Objectification of desire: part one

We love stuff. In spite of our declared aspirations to be clutter-free, eco-friendly, and economical, we surround ourselves with objects of function, entertainment, and occasional beauty. I have gone through many phases of object-worship, verging on being a pack rat and a collectoholic.

My favorite repository of stuff is the Victoria and Albert Museum (V&A), which boasts a collection of 4 million objects ranging from the Great Bed of Ware to 1950s Christmas cards to Mary Quant dresses to 17th coffee pots. The V&A changed my life when I was 16.

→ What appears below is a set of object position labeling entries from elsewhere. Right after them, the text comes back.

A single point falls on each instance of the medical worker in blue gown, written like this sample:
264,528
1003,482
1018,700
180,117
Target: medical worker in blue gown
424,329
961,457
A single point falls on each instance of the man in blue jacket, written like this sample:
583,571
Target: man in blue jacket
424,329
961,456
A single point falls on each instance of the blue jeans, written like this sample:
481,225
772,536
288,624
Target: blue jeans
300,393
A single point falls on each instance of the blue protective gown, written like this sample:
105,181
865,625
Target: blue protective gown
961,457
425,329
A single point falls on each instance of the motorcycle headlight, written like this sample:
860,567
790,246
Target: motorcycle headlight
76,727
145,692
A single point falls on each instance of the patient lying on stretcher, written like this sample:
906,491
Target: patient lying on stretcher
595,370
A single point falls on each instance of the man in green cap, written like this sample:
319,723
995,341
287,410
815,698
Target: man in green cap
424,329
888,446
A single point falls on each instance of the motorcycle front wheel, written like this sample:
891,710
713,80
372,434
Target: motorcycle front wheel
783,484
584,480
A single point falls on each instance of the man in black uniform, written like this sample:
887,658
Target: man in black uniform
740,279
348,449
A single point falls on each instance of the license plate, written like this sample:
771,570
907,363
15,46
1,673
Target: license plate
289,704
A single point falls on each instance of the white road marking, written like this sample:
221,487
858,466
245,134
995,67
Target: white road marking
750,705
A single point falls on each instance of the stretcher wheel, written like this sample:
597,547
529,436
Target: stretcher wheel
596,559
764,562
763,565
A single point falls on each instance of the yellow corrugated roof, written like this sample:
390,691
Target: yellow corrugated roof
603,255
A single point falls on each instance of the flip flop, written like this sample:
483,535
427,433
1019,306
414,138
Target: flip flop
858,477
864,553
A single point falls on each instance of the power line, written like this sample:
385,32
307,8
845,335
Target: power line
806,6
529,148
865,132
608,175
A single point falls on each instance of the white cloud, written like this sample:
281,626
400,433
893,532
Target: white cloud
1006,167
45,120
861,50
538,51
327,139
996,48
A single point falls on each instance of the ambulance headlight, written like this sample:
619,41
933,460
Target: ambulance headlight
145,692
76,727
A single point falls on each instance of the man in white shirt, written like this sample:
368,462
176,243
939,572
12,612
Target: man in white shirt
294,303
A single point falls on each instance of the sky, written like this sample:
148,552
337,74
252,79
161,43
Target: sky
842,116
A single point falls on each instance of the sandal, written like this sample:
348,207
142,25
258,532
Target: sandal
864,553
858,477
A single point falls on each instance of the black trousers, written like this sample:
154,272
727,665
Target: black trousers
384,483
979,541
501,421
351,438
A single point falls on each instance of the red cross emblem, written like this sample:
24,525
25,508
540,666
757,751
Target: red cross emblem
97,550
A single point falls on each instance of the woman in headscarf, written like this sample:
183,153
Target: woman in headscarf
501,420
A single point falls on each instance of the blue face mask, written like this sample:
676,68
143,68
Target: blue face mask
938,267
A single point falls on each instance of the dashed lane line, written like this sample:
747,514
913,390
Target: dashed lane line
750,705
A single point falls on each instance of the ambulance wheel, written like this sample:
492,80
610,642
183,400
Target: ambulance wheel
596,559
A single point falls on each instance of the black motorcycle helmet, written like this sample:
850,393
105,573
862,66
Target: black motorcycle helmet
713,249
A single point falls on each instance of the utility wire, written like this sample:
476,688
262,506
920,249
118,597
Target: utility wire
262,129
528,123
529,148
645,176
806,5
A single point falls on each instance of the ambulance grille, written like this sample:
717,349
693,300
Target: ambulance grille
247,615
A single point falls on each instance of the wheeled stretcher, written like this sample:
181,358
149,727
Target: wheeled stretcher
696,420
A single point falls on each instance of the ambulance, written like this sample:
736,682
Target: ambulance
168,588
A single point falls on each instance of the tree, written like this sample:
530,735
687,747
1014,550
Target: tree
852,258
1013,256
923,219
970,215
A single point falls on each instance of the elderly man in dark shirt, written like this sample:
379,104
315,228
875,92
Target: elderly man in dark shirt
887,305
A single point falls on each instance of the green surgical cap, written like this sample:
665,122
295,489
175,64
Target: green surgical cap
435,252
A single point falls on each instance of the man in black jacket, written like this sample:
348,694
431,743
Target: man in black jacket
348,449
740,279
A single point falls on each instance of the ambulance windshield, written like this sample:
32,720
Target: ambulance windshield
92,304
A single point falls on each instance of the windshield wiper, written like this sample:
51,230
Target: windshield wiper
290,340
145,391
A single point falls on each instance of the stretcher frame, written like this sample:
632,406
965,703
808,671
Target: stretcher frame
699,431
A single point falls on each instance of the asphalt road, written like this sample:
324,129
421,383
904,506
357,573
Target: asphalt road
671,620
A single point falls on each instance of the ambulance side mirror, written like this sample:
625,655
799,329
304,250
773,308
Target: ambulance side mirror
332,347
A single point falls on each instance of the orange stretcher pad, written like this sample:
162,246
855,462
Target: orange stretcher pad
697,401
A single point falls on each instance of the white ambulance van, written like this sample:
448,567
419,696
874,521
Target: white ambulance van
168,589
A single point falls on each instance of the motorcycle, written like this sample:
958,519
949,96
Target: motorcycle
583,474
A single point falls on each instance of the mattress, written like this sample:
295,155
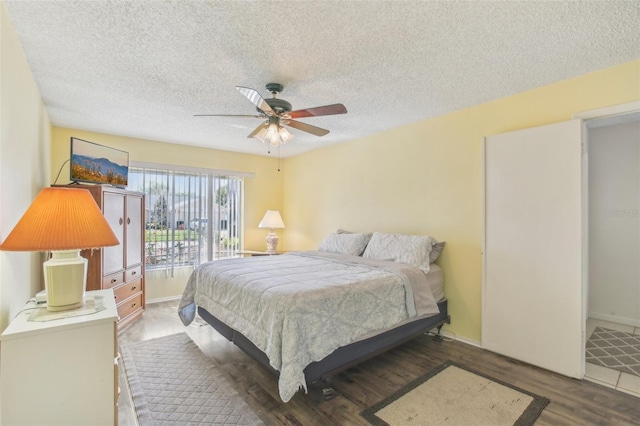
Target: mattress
435,281
299,307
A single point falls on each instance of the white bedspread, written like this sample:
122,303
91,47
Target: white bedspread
299,307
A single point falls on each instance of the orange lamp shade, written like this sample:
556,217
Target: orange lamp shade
61,219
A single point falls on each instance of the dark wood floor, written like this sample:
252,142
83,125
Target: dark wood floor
573,402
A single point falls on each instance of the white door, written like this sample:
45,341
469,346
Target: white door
533,279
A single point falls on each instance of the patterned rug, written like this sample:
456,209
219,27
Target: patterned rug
173,383
614,349
453,395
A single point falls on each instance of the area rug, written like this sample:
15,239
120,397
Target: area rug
614,349
453,395
173,383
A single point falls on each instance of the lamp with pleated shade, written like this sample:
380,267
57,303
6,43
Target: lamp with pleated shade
62,221
272,220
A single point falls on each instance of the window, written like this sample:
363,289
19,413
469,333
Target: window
191,215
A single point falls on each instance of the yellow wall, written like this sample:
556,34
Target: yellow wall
24,167
426,178
262,192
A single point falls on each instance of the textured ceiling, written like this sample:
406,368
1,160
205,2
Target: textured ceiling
144,68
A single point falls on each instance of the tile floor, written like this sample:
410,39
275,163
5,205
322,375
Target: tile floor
615,379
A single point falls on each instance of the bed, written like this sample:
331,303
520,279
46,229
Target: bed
308,315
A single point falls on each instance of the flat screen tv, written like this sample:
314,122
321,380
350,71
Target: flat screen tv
94,163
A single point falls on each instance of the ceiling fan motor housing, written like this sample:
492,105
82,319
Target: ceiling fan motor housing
278,105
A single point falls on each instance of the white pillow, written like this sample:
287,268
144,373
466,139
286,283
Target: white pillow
352,244
411,249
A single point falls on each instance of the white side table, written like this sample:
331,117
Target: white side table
62,371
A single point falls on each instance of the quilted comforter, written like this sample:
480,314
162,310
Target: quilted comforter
299,307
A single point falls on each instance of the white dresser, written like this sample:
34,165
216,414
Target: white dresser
62,371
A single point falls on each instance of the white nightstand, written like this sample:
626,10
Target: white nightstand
63,371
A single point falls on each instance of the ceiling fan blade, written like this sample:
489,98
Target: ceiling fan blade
227,115
255,132
307,128
256,99
319,111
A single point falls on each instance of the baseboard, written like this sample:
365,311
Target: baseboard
162,299
469,342
613,318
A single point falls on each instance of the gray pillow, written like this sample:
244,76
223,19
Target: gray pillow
411,249
345,243
436,251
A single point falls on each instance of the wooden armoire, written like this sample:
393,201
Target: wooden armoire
120,267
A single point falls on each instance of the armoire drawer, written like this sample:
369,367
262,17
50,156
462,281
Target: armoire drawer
112,280
133,273
127,290
129,306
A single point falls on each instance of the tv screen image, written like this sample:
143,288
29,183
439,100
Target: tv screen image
94,163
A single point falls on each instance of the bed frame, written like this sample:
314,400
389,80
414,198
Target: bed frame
346,356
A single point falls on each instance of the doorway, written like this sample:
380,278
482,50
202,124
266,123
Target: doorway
613,211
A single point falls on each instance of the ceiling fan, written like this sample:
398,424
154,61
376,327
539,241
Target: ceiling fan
277,113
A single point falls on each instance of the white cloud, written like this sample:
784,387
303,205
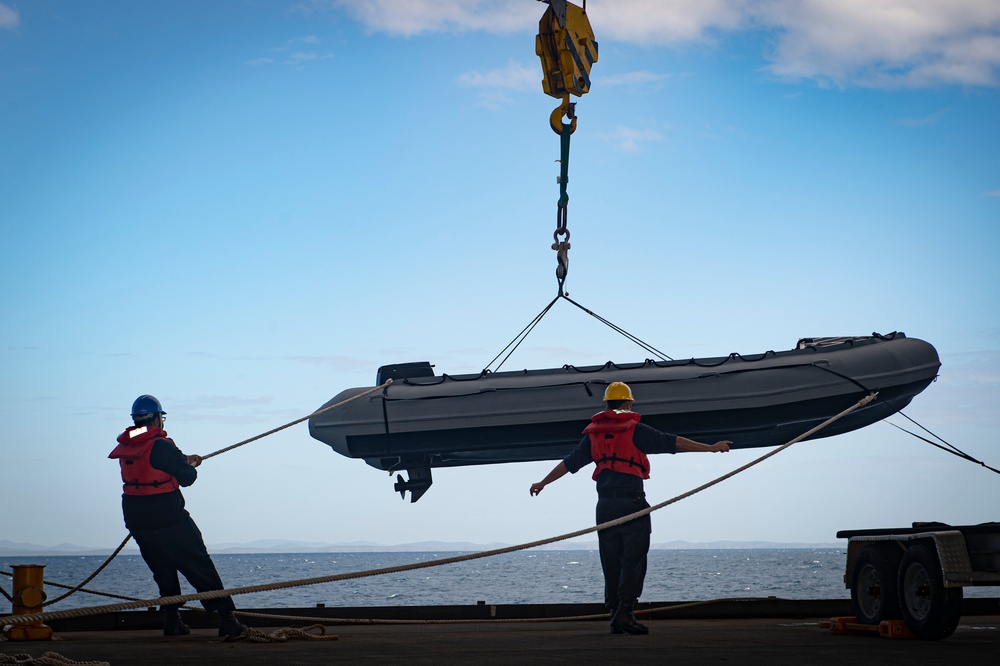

A school trip for the lower sixth (junior high?) took us to London to enhance our A-level studies in history, literature, and government. The V&A has a stunning collection of miniatures by the celebrated portraitist Nicholas Hilliard, and other 16th century painters, of Queen Elizabeth I and her contemporaries. This tied in nicely with our study of the Virgin Queen’s reign. And the miniatures live up to their promise—do visit if you get a chance.

After the miniatures, we got to wander freely for a while. I came across a small exhibition, part of the Boilerhouse project, curated by Stephen Bailey who went on to help found the Design Museum. Taste brought together a seemingly random group of objects to challenge the viewer’s personal taste, thereby raising the larger and obvious question of how and why taste develops.

Obvious now, but for me this was a total revelation. It turns out that I didn’t just like this stuff better than that stuff—I was in fact participating in a cultural dialogue about aesthetic values, shaped by class, economics and other forces. I nearly died of excitement as I carefully considered the Victorian earrings made of stuffed Kingfisher heads against the Vivienne Westwood platform shoes and some fluffy neon pink material. (Incidentally, Bailey seems to have revisited this idea anew in 2005 in the form of Beauty.)

It was a textbook museum experience. I was thrown into a new world that was philosophically bigger than me, and which gave me permission not just to appreciate fine art, but to value the designed object as well. I bought the poster as a symbol of my new-found knowledge—which induced a certain level of smugness, for I was now in the know.

I slowly built a desire to acquire objects—moving away from utilitarian needs to pure object desire. One of my first proud acquisitions cost £5.

Teapot

This is an Empire teapot dated May 1957. It has a damaged spout, which would now put me off buying it, but I fell in love with the playful pink, the polka dots, and what I later identified as its mid-century modern lines. Incidentally, I found this milk jug dated December 1956 years later.

jug

Now, of course, everyone is collecting the 20th century, but back in the 1980s it was a smaller club. Am I glad it has expanded? Yes, because I love seeing modern design everywhere from Target upwards and I believe good design improves people’s lives. No, because it was my special passion, shared with a small group, and it was much easier to pick up delicious collectibles for cheap. Is there such a thing as an elitist populist?

To be continued.

6 responses to “Objectification of desire: part one”

  1. Kate the Great says:

    I’m perfectly content with your amassment of stuff, Stella, as long as you don’t collect junk or trash, and it doesn’t look like junk or trash. As long as you evaluate your stuff every time you move (or for those who don’t move as often as I do, every year during some kind of spring cleaning) and honestly decide that you don’t need that plastic necklace that you never wore and it’s never even joined the place where you keep your amassment of jewelry.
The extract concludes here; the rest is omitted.